Antes de sair de Timor, para passar férias em Portugal, eu espantava algumas pessoas ao dizer que não estava assim tão ansiosa por visitar ao nosso querido país. Aliás, custava-me perceber aqueles "está quase!" trocados entre conterrâneos e acompanhados de sorrisos cúmplices, como se só eles soubessem do que estavam a falar.
Agora sei. Agora sei que vai ter de passar mais um ano, ou dois, até voltar a sentir frio; até voltar a juntar toda a família à volta da mesa; até estar de novo ao vivo com as pessoas de quem gosto tanto; até sentir a angustia perante a prateleira dos iogurtes e dos shampôs, porque uma pessoa já não sabe o que é ter tanta oferta da mesma coisa; até sentir outra vez o sabor dos mexilhões, da pescada e do sarrabulho; até sentir o cheiro daquele mar; até adormecer e acordar rodeada de familiaridade...Não é que não soubesse antes de ir, mas agora sei de outra forma.
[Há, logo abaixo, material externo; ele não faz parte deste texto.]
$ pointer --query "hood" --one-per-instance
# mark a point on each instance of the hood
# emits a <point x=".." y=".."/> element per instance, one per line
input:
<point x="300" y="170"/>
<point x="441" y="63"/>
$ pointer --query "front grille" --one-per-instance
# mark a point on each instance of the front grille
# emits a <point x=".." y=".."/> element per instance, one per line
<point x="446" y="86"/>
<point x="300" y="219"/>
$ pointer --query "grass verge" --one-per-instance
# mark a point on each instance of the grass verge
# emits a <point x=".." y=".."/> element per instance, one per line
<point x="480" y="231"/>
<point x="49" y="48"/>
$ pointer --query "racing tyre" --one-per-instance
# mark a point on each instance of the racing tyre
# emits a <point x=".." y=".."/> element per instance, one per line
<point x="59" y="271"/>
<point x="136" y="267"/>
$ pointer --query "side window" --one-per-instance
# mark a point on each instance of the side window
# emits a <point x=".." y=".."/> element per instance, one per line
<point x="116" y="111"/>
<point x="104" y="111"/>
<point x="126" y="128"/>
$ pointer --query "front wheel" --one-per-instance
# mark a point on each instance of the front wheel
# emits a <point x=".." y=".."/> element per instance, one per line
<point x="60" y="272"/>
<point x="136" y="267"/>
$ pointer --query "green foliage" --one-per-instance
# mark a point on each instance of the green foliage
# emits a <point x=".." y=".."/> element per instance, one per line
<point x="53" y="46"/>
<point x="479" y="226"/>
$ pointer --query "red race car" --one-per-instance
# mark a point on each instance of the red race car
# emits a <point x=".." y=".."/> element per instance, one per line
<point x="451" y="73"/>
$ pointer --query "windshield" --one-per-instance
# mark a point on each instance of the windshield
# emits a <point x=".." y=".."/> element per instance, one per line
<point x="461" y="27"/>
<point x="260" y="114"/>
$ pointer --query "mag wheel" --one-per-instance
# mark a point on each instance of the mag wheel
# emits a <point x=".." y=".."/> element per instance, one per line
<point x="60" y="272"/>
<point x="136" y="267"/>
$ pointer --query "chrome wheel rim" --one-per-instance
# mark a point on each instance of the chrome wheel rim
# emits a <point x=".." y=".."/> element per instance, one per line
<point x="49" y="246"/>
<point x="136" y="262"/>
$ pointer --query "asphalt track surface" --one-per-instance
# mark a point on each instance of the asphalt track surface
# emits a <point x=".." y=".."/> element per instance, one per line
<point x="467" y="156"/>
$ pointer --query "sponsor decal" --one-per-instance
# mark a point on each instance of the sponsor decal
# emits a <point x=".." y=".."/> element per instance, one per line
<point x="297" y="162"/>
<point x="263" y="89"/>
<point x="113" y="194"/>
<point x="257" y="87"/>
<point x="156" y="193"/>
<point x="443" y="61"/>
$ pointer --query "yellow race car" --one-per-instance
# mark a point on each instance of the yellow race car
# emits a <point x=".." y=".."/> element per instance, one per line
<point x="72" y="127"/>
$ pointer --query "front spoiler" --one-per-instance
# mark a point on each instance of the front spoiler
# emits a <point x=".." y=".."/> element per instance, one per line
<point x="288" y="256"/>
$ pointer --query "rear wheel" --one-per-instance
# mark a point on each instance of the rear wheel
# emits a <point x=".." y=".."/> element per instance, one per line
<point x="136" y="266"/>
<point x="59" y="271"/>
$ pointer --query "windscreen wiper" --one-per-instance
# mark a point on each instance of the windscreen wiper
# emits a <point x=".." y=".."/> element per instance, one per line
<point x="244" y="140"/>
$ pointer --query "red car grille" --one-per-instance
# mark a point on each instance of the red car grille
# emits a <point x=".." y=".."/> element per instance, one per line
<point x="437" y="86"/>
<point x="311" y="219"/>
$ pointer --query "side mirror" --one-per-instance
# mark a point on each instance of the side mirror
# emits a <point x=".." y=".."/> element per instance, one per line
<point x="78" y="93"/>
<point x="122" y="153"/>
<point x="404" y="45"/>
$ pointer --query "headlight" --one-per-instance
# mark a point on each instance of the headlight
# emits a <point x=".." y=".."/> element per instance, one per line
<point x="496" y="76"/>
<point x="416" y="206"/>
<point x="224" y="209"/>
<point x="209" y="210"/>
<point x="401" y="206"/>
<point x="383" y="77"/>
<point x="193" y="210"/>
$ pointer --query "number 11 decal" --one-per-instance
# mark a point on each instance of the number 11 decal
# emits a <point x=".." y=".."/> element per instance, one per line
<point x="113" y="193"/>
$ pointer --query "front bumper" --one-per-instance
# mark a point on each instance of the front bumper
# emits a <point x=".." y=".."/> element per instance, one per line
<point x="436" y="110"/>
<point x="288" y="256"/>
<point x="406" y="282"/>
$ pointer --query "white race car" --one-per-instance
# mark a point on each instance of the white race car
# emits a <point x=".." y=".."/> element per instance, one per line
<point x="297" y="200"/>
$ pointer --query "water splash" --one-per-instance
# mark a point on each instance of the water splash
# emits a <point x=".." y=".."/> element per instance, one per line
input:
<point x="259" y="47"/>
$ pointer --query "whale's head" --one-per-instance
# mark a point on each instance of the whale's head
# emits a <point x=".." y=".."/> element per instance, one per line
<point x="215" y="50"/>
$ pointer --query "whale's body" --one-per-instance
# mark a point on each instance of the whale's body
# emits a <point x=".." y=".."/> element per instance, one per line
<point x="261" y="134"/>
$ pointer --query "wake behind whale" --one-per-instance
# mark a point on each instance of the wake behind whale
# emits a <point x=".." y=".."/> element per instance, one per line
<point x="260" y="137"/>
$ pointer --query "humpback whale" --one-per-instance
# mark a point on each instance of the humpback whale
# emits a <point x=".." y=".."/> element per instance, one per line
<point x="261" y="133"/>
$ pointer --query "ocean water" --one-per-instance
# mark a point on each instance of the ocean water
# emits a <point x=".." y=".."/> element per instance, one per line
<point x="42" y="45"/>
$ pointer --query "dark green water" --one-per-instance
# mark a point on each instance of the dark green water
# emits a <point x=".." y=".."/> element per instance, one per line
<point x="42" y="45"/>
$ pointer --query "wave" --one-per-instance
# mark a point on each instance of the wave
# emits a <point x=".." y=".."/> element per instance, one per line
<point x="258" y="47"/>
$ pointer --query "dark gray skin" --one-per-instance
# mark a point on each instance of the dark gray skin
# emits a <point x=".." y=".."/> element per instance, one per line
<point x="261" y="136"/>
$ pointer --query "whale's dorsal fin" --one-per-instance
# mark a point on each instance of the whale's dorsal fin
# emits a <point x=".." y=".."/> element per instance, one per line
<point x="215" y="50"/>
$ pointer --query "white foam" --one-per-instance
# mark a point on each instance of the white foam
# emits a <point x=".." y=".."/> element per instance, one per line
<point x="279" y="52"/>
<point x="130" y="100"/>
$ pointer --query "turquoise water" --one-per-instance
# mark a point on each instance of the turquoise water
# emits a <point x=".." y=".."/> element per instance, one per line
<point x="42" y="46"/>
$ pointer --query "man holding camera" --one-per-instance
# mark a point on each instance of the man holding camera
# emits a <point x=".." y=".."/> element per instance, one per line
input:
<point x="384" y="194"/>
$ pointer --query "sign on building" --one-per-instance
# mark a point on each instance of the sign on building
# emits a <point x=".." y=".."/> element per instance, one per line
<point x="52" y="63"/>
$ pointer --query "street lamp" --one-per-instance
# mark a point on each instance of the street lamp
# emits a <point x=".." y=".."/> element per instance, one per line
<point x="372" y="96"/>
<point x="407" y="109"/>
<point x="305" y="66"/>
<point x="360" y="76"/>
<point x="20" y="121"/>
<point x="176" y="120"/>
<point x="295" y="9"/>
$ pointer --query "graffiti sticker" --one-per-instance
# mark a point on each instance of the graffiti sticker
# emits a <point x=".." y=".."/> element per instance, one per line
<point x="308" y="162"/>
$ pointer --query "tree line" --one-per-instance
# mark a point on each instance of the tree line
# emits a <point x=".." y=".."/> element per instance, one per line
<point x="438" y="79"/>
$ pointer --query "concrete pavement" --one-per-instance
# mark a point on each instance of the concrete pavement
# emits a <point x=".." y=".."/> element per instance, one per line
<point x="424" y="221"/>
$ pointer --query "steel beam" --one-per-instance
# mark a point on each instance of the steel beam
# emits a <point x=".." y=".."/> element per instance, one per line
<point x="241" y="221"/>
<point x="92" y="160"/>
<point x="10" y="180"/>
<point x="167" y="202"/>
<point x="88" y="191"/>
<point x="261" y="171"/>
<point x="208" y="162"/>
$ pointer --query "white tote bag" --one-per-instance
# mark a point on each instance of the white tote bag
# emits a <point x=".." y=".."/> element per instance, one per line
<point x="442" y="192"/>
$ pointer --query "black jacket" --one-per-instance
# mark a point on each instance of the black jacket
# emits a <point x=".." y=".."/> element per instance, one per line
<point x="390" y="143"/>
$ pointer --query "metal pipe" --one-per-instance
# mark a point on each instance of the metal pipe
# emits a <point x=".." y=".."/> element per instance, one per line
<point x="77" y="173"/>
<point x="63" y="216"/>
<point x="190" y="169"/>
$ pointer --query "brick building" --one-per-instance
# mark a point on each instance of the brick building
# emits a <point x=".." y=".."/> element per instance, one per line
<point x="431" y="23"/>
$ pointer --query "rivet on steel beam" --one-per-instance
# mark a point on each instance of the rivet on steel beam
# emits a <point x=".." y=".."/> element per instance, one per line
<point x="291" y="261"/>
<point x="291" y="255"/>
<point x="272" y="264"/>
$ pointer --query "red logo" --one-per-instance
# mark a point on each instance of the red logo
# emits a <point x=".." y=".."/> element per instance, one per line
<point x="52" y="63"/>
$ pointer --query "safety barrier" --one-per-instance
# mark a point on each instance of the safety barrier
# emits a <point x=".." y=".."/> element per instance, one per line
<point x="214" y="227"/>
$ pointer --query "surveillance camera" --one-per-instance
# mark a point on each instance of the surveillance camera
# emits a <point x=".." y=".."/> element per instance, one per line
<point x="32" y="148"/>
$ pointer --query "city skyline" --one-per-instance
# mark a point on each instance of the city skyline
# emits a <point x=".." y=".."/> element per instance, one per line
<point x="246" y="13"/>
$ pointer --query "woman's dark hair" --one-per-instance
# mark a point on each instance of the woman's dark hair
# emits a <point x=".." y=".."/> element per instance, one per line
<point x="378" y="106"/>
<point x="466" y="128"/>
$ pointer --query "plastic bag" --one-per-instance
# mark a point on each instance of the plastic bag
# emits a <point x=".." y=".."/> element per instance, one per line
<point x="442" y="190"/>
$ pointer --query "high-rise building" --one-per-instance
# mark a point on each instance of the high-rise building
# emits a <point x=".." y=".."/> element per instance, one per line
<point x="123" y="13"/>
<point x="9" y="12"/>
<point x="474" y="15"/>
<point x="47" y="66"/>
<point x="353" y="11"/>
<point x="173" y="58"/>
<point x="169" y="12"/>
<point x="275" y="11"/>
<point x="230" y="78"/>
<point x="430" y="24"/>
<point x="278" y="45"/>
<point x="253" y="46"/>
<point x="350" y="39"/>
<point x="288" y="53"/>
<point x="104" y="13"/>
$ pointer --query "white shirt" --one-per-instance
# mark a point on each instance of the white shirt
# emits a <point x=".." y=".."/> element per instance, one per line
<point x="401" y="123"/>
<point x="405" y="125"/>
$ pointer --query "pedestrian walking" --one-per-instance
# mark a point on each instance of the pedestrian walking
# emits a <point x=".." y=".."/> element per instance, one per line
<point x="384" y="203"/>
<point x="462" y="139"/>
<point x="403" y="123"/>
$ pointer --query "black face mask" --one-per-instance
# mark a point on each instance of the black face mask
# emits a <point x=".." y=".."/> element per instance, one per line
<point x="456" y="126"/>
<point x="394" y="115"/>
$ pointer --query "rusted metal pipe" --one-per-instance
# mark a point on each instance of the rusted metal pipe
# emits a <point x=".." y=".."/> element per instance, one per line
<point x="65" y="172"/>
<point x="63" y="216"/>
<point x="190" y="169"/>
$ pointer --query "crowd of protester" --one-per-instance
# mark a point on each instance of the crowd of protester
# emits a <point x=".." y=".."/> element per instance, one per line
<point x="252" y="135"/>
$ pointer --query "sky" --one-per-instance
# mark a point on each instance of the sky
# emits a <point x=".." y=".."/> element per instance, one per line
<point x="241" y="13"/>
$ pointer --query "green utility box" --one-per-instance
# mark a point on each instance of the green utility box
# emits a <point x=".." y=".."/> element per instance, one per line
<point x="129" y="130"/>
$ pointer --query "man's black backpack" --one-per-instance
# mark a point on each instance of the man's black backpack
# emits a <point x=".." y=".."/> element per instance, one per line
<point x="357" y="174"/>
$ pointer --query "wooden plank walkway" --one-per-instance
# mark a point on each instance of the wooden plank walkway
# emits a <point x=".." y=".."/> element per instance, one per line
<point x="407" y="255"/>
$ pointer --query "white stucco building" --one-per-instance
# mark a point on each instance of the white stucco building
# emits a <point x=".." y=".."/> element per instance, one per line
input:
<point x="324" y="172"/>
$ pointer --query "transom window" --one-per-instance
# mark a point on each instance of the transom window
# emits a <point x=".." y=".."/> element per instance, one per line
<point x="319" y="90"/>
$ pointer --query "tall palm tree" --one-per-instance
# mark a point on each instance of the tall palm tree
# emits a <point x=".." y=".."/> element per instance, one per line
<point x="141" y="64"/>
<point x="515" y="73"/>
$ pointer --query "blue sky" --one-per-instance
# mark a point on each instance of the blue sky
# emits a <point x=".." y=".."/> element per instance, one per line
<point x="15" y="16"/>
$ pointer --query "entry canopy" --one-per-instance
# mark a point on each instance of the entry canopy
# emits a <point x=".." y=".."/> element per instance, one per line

Agora sei, também, o que quer dizer o encolher de ombros e o sorriso resignado dos que regressam de férias. Quer dizer: o que eu queria era ter lá ficado.
Poderão dizer-me que isso é exactamente o que sente toda a gente quando termina as férias, e dirão muito bem, mas uma coisa é sair de casa para ir de férias, outra coisa é ir de férias para casa.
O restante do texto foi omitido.